Soviet Exit from Afghanistan: 7 Shocking Cold War Facts From May 15, 1988
On May 15, 1988, Soviet tanks rolled across the Friendship Bridge at Termez and crossed back into the USSR. After nine years of brutal war in Afghanistan — a conflict the world had nicknamed Russia’s Vietnam — Mikhail Gorbachev finally pulled the plug. The first phase of the Soviet exit from Afghanistan had begun, and the world was watching.
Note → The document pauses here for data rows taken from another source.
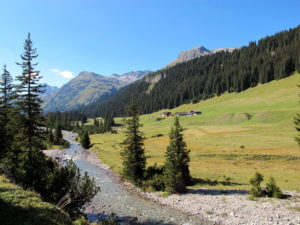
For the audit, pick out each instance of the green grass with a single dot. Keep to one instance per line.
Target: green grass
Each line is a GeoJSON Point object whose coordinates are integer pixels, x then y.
{"type": "Point", "coordinates": [20, 207]}
{"type": "Point", "coordinates": [236, 135]}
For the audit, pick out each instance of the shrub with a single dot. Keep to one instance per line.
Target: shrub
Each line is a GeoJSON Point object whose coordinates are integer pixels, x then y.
{"type": "Point", "coordinates": [154, 178]}
{"type": "Point", "coordinates": [272, 189]}
{"type": "Point", "coordinates": [256, 189]}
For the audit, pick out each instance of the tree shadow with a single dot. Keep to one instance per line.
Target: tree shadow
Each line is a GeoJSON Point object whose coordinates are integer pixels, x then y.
{"type": "Point", "coordinates": [205, 191]}
{"type": "Point", "coordinates": [100, 217]}
{"type": "Point", "coordinates": [202, 191]}
{"type": "Point", "coordinates": [34, 215]}
{"type": "Point", "coordinates": [153, 222]}
{"type": "Point", "coordinates": [228, 182]}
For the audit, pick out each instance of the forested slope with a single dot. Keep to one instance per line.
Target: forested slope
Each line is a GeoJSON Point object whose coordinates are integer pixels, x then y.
{"type": "Point", "coordinates": [273, 57]}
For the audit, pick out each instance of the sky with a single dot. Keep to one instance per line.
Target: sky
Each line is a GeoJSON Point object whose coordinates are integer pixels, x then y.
{"type": "Point", "coordinates": [118, 36]}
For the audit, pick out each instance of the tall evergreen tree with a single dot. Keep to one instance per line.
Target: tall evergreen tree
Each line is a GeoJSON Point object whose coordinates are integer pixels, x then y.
{"type": "Point", "coordinates": [6, 113]}
{"type": "Point", "coordinates": [85, 140]}
{"type": "Point", "coordinates": [177, 174]}
{"type": "Point", "coordinates": [58, 135]}
{"type": "Point", "coordinates": [28, 100]}
{"type": "Point", "coordinates": [134, 160]}
{"type": "Point", "coordinates": [297, 126]}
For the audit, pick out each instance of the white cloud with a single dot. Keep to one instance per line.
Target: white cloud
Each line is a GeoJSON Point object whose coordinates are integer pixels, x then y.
{"type": "Point", "coordinates": [65, 74]}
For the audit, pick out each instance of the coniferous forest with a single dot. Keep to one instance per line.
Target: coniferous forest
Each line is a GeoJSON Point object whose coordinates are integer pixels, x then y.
{"type": "Point", "coordinates": [271, 58]}
{"type": "Point", "coordinates": [24, 133]}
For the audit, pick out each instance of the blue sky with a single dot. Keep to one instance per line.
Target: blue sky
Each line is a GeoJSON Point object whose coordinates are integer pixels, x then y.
{"type": "Point", "coordinates": [117, 36]}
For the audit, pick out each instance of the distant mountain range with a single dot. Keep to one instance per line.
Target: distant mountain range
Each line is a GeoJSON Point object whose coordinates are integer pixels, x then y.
{"type": "Point", "coordinates": [48, 90]}
{"type": "Point", "coordinates": [86, 88]}
{"type": "Point", "coordinates": [199, 74]}
{"type": "Point", "coordinates": [195, 53]}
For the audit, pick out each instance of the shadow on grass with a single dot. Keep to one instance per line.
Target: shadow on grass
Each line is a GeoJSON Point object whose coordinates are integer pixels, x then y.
{"type": "Point", "coordinates": [207, 191]}
{"type": "Point", "coordinates": [200, 181]}
{"type": "Point", "coordinates": [217, 192]}
{"type": "Point", "coordinates": [96, 217]}
{"type": "Point", "coordinates": [12, 215]}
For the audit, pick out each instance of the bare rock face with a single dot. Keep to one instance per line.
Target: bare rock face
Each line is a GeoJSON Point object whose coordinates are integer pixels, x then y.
{"type": "Point", "coordinates": [87, 88]}
{"type": "Point", "coordinates": [195, 53]}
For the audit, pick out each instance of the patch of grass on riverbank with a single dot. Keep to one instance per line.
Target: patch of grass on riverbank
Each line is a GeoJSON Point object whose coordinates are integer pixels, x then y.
{"type": "Point", "coordinates": [237, 135]}
{"type": "Point", "coordinates": [18, 206]}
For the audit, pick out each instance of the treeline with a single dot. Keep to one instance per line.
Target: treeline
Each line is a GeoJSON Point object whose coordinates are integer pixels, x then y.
{"type": "Point", "coordinates": [273, 57]}
{"type": "Point", "coordinates": [23, 133]}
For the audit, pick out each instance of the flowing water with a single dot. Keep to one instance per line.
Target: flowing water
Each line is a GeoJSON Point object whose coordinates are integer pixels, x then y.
{"type": "Point", "coordinates": [114, 198]}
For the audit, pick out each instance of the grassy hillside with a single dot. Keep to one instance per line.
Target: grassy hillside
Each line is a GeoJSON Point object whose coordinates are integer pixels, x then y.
{"type": "Point", "coordinates": [236, 135]}
{"type": "Point", "coordinates": [26, 208]}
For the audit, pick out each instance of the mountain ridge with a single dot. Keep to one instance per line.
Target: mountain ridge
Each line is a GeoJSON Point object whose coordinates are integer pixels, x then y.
{"type": "Point", "coordinates": [197, 52]}
{"type": "Point", "coordinates": [86, 88]}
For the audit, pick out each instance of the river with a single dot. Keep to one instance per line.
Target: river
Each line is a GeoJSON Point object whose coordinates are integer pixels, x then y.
{"type": "Point", "coordinates": [113, 197]}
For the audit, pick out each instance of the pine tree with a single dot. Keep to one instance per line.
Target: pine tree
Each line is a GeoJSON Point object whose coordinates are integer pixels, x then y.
{"type": "Point", "coordinates": [297, 126]}
{"type": "Point", "coordinates": [85, 140]}
{"type": "Point", "coordinates": [57, 135]}
{"type": "Point", "coordinates": [28, 100]}
{"type": "Point", "coordinates": [177, 174]}
{"type": "Point", "coordinates": [50, 136]}
{"type": "Point", "coordinates": [6, 111]}
{"type": "Point", "coordinates": [134, 160]}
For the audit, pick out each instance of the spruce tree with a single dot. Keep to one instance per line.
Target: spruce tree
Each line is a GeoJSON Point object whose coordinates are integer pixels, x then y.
{"type": "Point", "coordinates": [28, 100]}
{"type": "Point", "coordinates": [85, 140]}
{"type": "Point", "coordinates": [134, 160]}
{"type": "Point", "coordinates": [58, 135]}
{"type": "Point", "coordinates": [297, 126]}
{"type": "Point", "coordinates": [6, 111]}
{"type": "Point", "coordinates": [177, 174]}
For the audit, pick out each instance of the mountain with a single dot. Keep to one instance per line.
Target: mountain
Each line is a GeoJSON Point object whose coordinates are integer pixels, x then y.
{"type": "Point", "coordinates": [271, 58]}
{"type": "Point", "coordinates": [48, 90]}
{"type": "Point", "coordinates": [195, 53]}
{"type": "Point", "coordinates": [86, 88]}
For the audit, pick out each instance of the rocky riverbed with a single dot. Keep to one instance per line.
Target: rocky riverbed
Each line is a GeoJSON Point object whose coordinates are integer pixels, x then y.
{"type": "Point", "coordinates": [198, 206]}
{"type": "Point", "coordinates": [114, 198]}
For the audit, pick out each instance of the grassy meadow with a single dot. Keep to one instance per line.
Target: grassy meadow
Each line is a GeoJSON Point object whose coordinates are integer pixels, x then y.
{"type": "Point", "coordinates": [236, 135]}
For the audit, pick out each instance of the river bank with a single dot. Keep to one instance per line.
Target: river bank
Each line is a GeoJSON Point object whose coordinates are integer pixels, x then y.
{"type": "Point", "coordinates": [209, 205]}
{"type": "Point", "coordinates": [117, 198]}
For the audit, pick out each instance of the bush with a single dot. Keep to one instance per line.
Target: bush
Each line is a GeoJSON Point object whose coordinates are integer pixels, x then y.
{"type": "Point", "coordinates": [71, 189]}
{"type": "Point", "coordinates": [256, 189]}
{"type": "Point", "coordinates": [272, 189]}
{"type": "Point", "coordinates": [154, 178]}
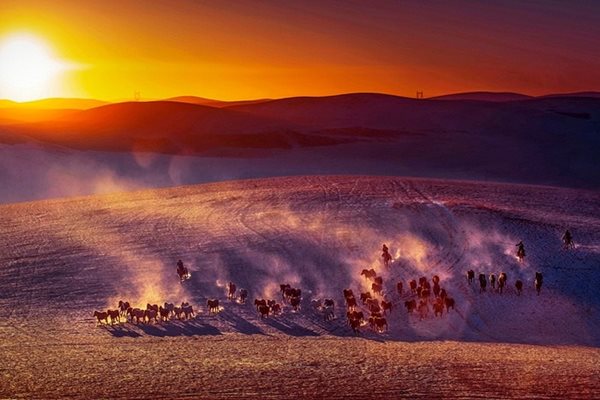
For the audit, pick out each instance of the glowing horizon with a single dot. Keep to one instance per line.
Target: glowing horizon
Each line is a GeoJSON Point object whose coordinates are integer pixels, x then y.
{"type": "Point", "coordinates": [248, 50]}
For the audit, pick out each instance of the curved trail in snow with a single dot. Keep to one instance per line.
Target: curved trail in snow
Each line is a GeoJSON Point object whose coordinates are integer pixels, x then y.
{"type": "Point", "coordinates": [316, 233]}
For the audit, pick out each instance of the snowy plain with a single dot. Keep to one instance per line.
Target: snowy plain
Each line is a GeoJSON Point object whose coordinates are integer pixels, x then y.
{"type": "Point", "coordinates": [63, 259]}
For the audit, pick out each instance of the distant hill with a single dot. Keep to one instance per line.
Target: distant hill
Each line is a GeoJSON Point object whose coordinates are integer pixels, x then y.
{"type": "Point", "coordinates": [55, 103]}
{"type": "Point", "coordinates": [595, 95]}
{"type": "Point", "coordinates": [213, 103]}
{"type": "Point", "coordinates": [484, 96]}
{"type": "Point", "coordinates": [550, 140]}
{"type": "Point", "coordinates": [166, 127]}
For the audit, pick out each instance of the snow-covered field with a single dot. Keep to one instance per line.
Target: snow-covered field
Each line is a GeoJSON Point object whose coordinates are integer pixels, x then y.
{"type": "Point", "coordinates": [61, 260]}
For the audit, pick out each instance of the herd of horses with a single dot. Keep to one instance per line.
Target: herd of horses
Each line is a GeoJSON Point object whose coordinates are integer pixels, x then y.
{"type": "Point", "coordinates": [498, 282]}
{"type": "Point", "coordinates": [377, 305]}
{"type": "Point", "coordinates": [152, 312]}
{"type": "Point", "coordinates": [424, 297]}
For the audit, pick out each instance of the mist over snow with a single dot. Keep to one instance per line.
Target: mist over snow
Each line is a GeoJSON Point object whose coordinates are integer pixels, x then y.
{"type": "Point", "coordinates": [119, 147]}
{"type": "Point", "coordinates": [316, 234]}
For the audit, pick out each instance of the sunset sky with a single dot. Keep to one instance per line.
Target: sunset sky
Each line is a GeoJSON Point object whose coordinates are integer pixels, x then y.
{"type": "Point", "coordinates": [248, 49]}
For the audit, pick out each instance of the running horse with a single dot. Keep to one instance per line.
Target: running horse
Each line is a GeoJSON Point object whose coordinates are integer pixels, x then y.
{"type": "Point", "coordinates": [387, 258]}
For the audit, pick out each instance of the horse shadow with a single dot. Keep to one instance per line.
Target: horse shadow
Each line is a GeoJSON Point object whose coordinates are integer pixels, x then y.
{"type": "Point", "coordinates": [290, 328]}
{"type": "Point", "coordinates": [240, 324]}
{"type": "Point", "coordinates": [122, 331]}
{"type": "Point", "coordinates": [179, 328]}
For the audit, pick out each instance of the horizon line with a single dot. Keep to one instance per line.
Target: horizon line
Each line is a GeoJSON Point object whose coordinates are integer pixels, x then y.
{"type": "Point", "coordinates": [151, 99]}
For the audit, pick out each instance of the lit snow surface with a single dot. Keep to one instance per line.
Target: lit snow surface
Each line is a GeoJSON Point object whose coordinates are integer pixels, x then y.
{"type": "Point", "coordinates": [61, 260]}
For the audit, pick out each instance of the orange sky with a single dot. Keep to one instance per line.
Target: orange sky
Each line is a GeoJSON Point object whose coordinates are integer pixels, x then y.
{"type": "Point", "coordinates": [243, 49]}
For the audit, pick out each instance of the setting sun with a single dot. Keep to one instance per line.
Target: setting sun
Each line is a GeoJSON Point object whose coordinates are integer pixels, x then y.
{"type": "Point", "coordinates": [28, 69]}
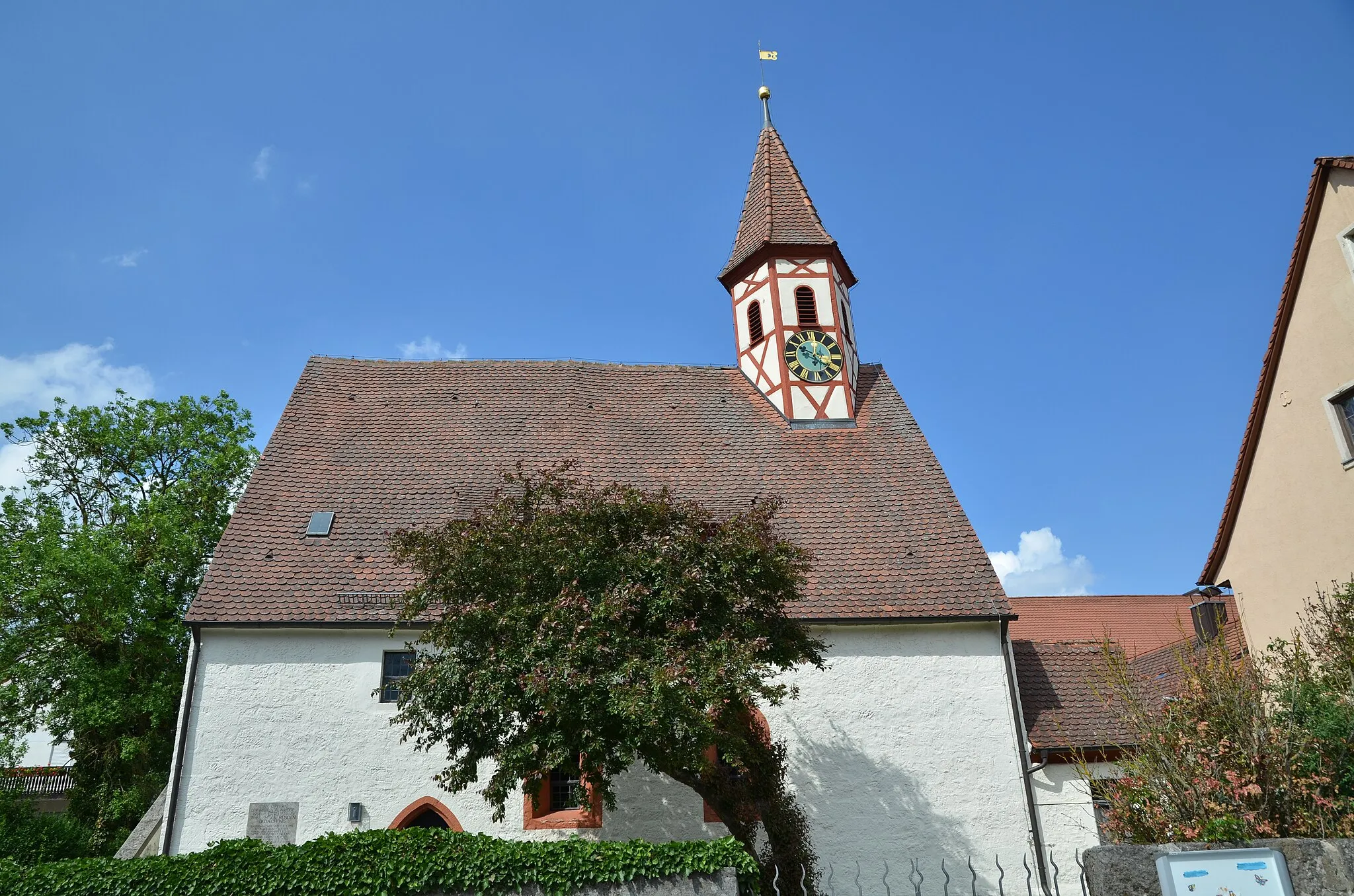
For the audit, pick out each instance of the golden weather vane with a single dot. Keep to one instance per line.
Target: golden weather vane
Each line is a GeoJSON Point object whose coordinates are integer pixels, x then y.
{"type": "Point", "coordinates": [764, 93]}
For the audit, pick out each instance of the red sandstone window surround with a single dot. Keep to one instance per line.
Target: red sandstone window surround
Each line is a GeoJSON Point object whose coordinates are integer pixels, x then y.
{"type": "Point", "coordinates": [806, 306]}
{"type": "Point", "coordinates": [426, 813]}
{"type": "Point", "coordinates": [555, 805]}
{"type": "Point", "coordinates": [713, 754]}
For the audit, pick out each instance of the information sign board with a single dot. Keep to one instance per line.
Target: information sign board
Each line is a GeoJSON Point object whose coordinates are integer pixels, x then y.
{"type": "Point", "coordinates": [1252, 872]}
It was a Cold War moment frozen in time, one of those Polaroid-clear flashpoints between the era of Reagan saber-rattling and the era of glasnost. Here are 7 wild facts about the day the Soviets started walking away from the war that helped end their empire — and the messy, fascinating Cold War context that surrounded the long retreat.

1. It Took a Peace Deal Three Countries Couldn’t Enforce
The withdrawal was triggered by the Geneva Accords, signed April 14, 1988 — barely a month before the first columns rolled out. The U.S., USSR, Pakistan, and the Soviet-backed Afghan government all signed. The Mujahideen, the actual fighters across most of the country, were never invited to the table and refused to accept any of the terms. The result was almost predictable: the foreign troops left on schedule, but the war on the ground kept going long after the last Soviet soldier crossed the bridge.
The Accords were a paper face-saving exercise more than a real settlement. They locked in non-interference clauses that the U.S. and Pakistan continued to ignore, kept supplying the Mujahideen, and committed Moscow to a fixed timetable that gave Gorbachev political cover at home. Diplomats called it a triumph of negotiation. Afghans called it the start of another phase of the same war.